My first AI project with CNNs was the classification of hand-written digits using MNIST dataset. This is a great project to start with as it fairly easy. Also, it is great for exploring different concepts of machine learning because it doesn’t involve much data cleaning, so you can focus on the neural net. There is not much scope for overfitting either, which I will discuss later. To get more practice, I started finding problems on kaggle and tried my hand at those. Each had its own complications. With every problem I solved, I took another step into the field of AI. With each, I discovered there is no end to AI. There are so many subfields and techniques, and more are being discovered everyday.
After solving these problems, I found that overfitting is a pressing issue.
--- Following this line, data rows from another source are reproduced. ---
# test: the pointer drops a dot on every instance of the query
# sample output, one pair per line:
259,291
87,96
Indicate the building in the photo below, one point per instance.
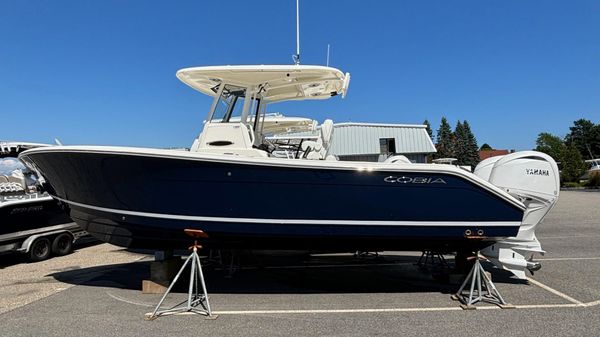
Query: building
375,142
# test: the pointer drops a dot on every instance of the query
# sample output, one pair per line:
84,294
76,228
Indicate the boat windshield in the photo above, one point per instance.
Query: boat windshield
230,104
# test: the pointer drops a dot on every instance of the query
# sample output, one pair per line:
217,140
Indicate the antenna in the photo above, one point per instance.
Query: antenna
296,56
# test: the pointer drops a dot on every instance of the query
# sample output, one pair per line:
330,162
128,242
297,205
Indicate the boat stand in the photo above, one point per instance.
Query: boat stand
482,289
429,258
195,297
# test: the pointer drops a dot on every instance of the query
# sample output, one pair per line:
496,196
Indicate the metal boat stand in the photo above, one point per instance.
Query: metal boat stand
482,289
195,297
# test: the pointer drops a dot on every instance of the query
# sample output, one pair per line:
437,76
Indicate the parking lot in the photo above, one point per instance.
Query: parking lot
96,292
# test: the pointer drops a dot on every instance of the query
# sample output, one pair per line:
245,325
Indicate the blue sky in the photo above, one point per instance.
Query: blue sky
103,72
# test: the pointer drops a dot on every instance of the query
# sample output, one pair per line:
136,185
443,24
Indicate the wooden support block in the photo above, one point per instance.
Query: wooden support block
149,287
161,275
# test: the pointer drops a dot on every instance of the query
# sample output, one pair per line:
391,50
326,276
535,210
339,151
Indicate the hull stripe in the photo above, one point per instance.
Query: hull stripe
296,221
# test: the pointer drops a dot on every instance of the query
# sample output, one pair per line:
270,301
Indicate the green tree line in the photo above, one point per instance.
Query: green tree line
581,143
459,143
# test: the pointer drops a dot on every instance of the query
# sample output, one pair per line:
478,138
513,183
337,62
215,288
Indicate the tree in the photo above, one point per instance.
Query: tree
573,166
471,148
460,144
428,128
430,133
551,145
444,140
586,137
485,147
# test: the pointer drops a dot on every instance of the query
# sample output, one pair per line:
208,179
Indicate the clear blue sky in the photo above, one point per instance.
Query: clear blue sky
103,72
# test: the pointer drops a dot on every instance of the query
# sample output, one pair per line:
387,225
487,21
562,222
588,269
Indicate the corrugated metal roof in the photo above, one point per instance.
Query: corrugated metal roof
363,138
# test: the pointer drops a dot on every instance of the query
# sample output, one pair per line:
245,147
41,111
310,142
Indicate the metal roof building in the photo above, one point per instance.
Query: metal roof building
375,142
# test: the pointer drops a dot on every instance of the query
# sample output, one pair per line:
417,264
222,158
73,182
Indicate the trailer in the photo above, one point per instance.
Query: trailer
31,222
It means that the model is getting used to specific data points, rather than focusing on the overall trend. This can cause huge loss in testing, and is the most insistent problem in modern day machine learning. To address this issue, algorithms called regularisation have to be applied. They control the rate at which the model learns. One of this is called learning rate decay. It reduces the learning rate of the model over time. Dropout is another popular method. It removes some neurons from the network over time, controlling overfitting. Regularisation parameters called L1 and L2 regularisation can be added. They add a penalty to the loss function every time the program makes a mistake. One of the best regularising methods is batch normalisation. It tweaks the data at every layer of the network, adding some noise and giving more control to individual layers rather than the network as a whole.
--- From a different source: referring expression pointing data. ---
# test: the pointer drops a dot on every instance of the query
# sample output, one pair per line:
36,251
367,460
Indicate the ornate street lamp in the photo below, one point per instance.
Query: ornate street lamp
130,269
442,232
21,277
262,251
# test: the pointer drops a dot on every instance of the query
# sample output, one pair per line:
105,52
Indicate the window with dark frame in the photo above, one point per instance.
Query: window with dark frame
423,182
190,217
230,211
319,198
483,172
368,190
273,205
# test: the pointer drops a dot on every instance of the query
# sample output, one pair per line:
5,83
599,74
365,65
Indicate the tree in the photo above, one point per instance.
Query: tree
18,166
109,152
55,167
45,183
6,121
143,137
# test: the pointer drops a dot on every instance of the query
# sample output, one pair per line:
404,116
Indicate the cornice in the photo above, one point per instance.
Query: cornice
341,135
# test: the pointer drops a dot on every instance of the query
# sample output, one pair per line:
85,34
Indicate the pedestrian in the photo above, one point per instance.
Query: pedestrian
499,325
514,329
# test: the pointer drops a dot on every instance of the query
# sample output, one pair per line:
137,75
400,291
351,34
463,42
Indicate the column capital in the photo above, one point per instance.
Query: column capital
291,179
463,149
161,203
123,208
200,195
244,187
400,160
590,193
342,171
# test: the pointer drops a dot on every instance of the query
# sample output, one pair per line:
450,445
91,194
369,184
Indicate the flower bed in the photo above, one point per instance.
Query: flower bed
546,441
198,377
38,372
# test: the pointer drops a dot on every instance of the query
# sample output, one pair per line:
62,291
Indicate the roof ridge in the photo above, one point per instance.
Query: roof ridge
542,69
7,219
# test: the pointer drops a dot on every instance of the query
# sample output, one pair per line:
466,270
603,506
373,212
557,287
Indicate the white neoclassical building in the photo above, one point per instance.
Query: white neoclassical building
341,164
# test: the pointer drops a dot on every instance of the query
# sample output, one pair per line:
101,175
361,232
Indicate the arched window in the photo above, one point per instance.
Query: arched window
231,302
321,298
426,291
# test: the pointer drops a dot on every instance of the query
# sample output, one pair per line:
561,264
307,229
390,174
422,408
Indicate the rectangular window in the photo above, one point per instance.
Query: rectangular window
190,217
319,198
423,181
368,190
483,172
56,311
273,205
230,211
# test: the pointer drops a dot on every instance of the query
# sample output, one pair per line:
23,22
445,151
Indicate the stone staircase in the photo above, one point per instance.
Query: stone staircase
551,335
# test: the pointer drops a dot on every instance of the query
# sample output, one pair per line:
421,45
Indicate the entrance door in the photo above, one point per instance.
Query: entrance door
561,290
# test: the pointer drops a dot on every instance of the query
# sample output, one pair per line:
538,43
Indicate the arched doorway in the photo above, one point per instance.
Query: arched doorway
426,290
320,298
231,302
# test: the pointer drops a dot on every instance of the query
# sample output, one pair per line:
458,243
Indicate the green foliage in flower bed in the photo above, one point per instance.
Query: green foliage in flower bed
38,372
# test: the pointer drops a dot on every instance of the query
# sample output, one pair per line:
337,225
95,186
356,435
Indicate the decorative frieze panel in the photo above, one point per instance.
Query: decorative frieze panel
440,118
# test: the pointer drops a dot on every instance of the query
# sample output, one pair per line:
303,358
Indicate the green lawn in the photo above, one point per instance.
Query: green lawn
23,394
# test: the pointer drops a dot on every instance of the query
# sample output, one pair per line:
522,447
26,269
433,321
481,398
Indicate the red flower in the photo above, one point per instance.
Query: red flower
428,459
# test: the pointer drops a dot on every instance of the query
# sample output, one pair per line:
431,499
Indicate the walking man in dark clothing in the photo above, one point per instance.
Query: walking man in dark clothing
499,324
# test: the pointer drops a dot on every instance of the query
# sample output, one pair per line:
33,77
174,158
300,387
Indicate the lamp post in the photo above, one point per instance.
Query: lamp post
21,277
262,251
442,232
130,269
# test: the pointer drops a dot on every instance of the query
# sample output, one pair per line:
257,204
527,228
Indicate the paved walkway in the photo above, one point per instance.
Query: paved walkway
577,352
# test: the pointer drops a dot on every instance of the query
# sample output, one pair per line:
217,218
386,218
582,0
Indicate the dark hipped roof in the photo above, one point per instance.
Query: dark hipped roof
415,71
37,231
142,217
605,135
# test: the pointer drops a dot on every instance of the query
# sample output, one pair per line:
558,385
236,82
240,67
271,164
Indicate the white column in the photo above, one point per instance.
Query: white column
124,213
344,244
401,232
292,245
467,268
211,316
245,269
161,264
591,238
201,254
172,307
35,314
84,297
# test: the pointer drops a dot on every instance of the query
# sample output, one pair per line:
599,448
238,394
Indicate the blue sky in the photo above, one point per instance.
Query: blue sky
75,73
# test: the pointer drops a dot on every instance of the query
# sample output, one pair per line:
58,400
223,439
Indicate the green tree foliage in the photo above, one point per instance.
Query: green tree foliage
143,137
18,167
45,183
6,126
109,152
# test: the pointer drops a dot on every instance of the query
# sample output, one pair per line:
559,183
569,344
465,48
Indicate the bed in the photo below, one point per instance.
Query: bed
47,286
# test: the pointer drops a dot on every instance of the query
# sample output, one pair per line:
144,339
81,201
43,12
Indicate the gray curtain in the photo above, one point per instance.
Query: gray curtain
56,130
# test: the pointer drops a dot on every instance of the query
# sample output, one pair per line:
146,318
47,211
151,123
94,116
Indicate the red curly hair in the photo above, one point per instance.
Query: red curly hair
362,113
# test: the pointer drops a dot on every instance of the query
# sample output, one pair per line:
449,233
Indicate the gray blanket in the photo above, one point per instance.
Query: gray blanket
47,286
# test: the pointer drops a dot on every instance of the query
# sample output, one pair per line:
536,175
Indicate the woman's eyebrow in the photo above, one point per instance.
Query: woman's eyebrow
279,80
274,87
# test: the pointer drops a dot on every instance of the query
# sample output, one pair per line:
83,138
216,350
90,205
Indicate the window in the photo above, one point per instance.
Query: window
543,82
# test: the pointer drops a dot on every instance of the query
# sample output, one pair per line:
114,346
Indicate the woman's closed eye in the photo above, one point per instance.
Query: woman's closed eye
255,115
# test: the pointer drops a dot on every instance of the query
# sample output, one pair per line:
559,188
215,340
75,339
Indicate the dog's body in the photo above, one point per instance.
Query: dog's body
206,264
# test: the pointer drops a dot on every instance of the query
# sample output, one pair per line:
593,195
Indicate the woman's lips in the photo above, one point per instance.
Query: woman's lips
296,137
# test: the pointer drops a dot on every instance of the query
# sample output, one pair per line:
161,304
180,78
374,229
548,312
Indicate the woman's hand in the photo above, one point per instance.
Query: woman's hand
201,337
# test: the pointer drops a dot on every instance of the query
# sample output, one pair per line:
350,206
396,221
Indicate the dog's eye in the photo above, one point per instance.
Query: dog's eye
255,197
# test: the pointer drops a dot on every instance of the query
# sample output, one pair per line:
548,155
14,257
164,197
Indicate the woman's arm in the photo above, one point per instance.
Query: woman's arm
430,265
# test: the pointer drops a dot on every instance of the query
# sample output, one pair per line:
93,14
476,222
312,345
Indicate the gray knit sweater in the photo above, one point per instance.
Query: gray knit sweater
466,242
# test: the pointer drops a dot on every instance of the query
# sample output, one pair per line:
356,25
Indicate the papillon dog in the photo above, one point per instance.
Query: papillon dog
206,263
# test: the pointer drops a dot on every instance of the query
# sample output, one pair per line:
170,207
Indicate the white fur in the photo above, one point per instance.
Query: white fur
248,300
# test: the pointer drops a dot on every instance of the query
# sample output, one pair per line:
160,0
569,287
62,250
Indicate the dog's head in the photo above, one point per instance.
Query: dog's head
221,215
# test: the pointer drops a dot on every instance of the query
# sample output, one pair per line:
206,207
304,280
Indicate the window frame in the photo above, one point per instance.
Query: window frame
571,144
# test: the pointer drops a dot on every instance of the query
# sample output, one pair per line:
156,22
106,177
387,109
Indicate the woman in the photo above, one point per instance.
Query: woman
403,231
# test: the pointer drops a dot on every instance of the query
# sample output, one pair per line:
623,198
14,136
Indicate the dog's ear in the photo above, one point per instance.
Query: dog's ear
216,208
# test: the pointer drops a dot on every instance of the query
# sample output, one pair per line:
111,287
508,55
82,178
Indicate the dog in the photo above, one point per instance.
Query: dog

I then decided that I wanted to do an internship in the field of AI to expand my horizon. I got one at boxx.ai, a small company which provides AI solutions to small online retail stores. My task was to output all the features of some clothing given its picture. It was a problem which required two machine learning algorithms to be made, each of a different kind. One was multi-class classification, to predict what type of clothe it is, eg, T-shirt, jeans, dress, etc. It means, there is only one correct answer. This was like other problems I’d done before but much harder. The next network was multi-label classification, meaning there can be more than one correct answer, eg pattern (floral, polka, etc), colour, texture and material, etc. My mentor at boxx.ai never left my side, and introduced me to many new concepts. Here is when I learnt about Google Colab and use of pre-trained models.
Finally, after fixing countless bugs, and clearing all hurdles, I was able to proudly report high accuracy rates in the program. It felt very rewarding to work on a real-world problem in an office environment. Internships are a great way to get introduced to office work culture, and to get hands-on experience working on actual assignments. It is where you get to apply all the skills learnt, and find out how much harder everything is in the real world, rather than on paper.
An important thing I realised is how to go about tough problems. The first thing is to break it down to small achievable goals. This ensures the number of bugs isn’t overwhelming. If you are stuck at one task for a long time, try looking at it from a different angle. Many a times, one line of code in machine learning is fine by itself, but causes issues for other functions. If this still doesn’t work, take a break. Do something relaxing, or come back to the problem tomorrow. I have found that answers often hit me in an epiphany when I return to the problem with a fresh mind.
So far, this journey has been staggering. Just six months ago, I would have thought problems like these impossible. AI has opened up my mind to new concepts, new ideas, and changed my lines of thought. Solving any new problem, conquering any new frontier makes us see the world through a different lens. I feel that this is a change for the better, and I will continue to expand my imagination by challenging it.